With the haze of a recycling phenomenon spreading through the western world; do we really know what happens to our washed out bottles and jars? How exactly are our old clothes used? What happens to those old mobile phones? Once the trash has passed from our hands we lose interest and responsibility in where it is sent, trusting the recycling martyrs to create a greener, cleaner earth with our old bean cans.

Waste is one of the most profitable industries in the world, in a bid to cut costs and increase profit these the recycling world is becoming a hive for organised criminal activity. Activity that is in fact harming people and the environment more than if we had left that old mobile sitting in the draw a little bit longer.

Between twenty and fifty million tonnes of electrical waste is produced on our planet each year. However properly regulated e-waste recycling plants are expensive to use. Many companies have founder cheaper alternatives to properly managed e-waste recycling plants, by shipping waste to poorly managed, unregulated and sometimes illegal e-waste sites based in developing countries.

China receives around 70% of the world’s e-waste, with the vast majority of it being shipped to the Guiyu region, to electronic waste plants employ over 150,000 people. Here the labour is cheap, as is the running of the plants, which have little or no health and safety regulation.

Recycling plants like these use people, often children to extract precious metals from e-waste product, instead of the safer and more developed machinery in properly managed plants. These workers clamber over mountains of used PCs, laptops and electrical equipment to pull copper from wires. Plastics are melted over open flames allowing deadly dioxin and furans into the air, whilst circuit boards are cooked over open flames and thrown in acid baths to extract gold, releasing deadly toxins into the environment.

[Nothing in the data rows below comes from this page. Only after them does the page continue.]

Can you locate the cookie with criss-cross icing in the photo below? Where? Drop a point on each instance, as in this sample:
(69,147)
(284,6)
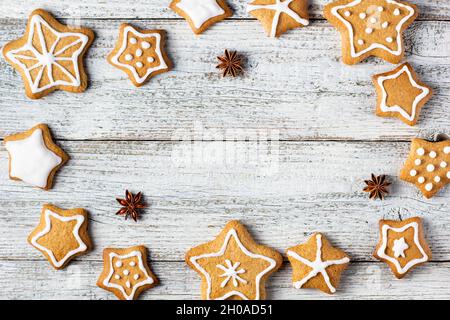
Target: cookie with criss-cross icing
(371,27)
(50,55)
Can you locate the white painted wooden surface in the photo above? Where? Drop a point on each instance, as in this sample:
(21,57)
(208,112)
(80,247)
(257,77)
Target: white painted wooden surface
(296,92)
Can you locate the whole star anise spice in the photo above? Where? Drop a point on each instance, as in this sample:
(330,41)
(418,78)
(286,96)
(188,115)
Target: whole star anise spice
(377,187)
(230,63)
(130,205)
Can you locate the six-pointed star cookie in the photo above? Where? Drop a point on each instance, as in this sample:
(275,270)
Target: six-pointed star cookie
(402,245)
(201,14)
(49,56)
(126,272)
(371,27)
(428,166)
(33,156)
(278,16)
(401,94)
(140,54)
(61,235)
(316,264)
(233,266)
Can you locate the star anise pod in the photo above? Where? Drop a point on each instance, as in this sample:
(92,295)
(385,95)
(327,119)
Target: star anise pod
(130,205)
(377,187)
(230,63)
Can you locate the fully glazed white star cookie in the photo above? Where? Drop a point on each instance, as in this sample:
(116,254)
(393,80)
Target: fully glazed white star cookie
(33,157)
(140,54)
(126,272)
(371,27)
(61,235)
(49,56)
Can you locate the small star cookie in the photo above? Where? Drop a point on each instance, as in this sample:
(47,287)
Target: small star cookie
(278,16)
(33,157)
(401,94)
(371,27)
(316,264)
(61,235)
(140,54)
(402,245)
(126,272)
(233,266)
(201,14)
(428,166)
(49,56)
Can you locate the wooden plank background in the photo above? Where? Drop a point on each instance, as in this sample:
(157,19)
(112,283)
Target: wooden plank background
(196,145)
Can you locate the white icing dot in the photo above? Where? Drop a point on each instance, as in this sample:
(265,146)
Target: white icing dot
(420,151)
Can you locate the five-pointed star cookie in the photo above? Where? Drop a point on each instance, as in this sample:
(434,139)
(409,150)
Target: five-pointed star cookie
(278,16)
(49,56)
(402,245)
(233,266)
(201,14)
(428,166)
(140,54)
(401,94)
(61,235)
(316,264)
(126,272)
(371,27)
(33,156)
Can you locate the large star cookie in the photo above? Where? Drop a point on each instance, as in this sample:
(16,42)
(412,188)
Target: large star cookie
(49,56)
(140,54)
(402,245)
(278,16)
(201,14)
(233,266)
(33,157)
(371,27)
(126,272)
(428,166)
(316,264)
(401,94)
(61,235)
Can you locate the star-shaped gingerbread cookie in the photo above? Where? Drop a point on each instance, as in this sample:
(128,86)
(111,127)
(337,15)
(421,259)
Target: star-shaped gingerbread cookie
(201,14)
(316,264)
(33,157)
(233,266)
(371,27)
(428,166)
(401,94)
(61,235)
(126,272)
(50,55)
(278,16)
(402,245)
(140,54)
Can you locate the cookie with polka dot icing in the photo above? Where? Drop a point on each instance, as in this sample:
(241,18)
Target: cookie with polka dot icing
(371,27)
(428,166)
(402,245)
(126,272)
(140,54)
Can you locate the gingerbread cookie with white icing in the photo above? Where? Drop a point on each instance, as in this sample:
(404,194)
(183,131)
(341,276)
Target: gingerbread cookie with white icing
(402,245)
(371,27)
(233,266)
(201,14)
(61,235)
(316,264)
(140,54)
(50,55)
(126,272)
(33,157)
(401,94)
(428,166)
(279,16)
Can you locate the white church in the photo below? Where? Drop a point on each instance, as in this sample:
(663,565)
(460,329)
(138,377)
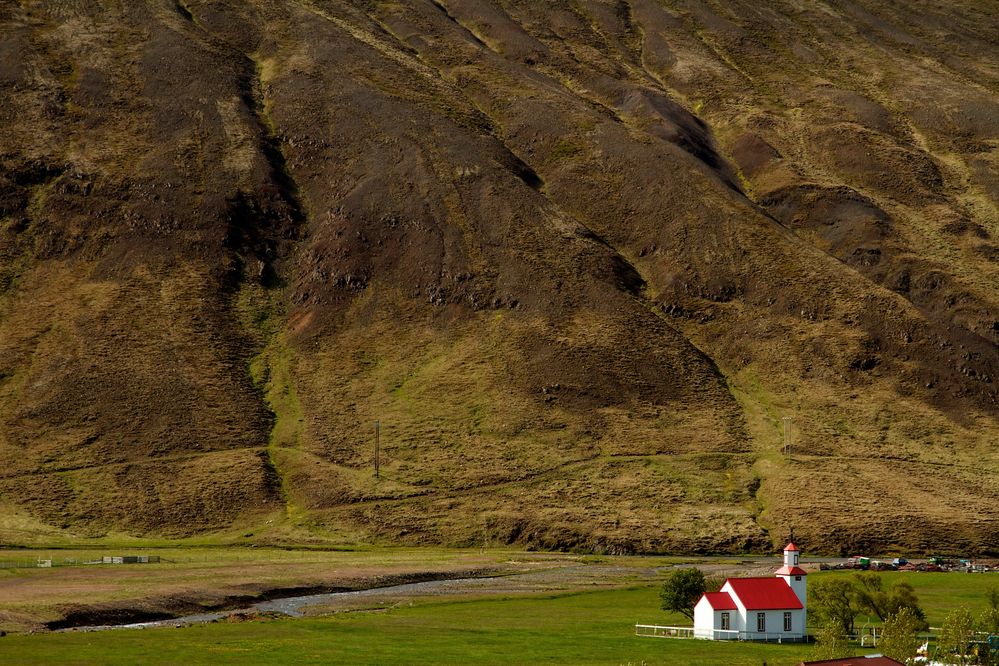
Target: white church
(751,609)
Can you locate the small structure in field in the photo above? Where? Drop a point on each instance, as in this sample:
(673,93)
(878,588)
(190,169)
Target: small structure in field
(756,609)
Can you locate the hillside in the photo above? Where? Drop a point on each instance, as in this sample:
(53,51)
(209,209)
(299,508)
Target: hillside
(578,258)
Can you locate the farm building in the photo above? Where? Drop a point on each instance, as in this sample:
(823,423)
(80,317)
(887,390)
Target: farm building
(756,608)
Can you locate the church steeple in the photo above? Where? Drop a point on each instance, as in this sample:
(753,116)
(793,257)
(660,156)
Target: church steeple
(792,574)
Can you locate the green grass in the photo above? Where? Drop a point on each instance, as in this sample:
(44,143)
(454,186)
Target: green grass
(939,593)
(584,628)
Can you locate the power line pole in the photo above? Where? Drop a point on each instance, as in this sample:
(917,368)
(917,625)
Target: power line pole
(377,437)
(787,436)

These underhand tactics are risking not only the areas environmental health but also human life. Workers in these plants are more prone to cancer, weak immune systems and respiratory, nerve, kidney and brain damage, due to their exposure from dangerous chemicals on a daily basis. Within the Guiyu region the ground has become so saturated with heavy metals such as lead and mercury, the ground water is deemed undrinkable, affecting the wider reaches from the actual plants. Due to the concentration of lead in the air over 80% of Guiyu’s children have been diagnosed with lead poisoning, affecting their development, attacking their rapidly developing nervous system, and at times affecting their speech and language.

With illegal e-waste recycling affecting so many people now is more important than ever to assure we are disposing of computers and mobile phones with reputable companies. IT companies are urging consumers to check for certified programmes to dispose their e-waste with, to assure that it is recycled in the appropriate plants with the most developed and safe technology, to save any more harm to these people and the environment.

Some countries are beginning to take heed and are creating alternative solutions to these illegal plants. Architects in Taiwan are currently developing and building a state of the art e-waste recycling plant, that will not only recycle e-waste but is also built from it, creating a two way recycling programme.

With the advancement in our technology follows a build-up of waste. It is the responsibility of not only the electrical companies but also the everyday consumer, to ensure they know exactly where their e-waste is headed. It is only with awareness, and properly certified recycling programmes that we can begin to save lives as well as our environment.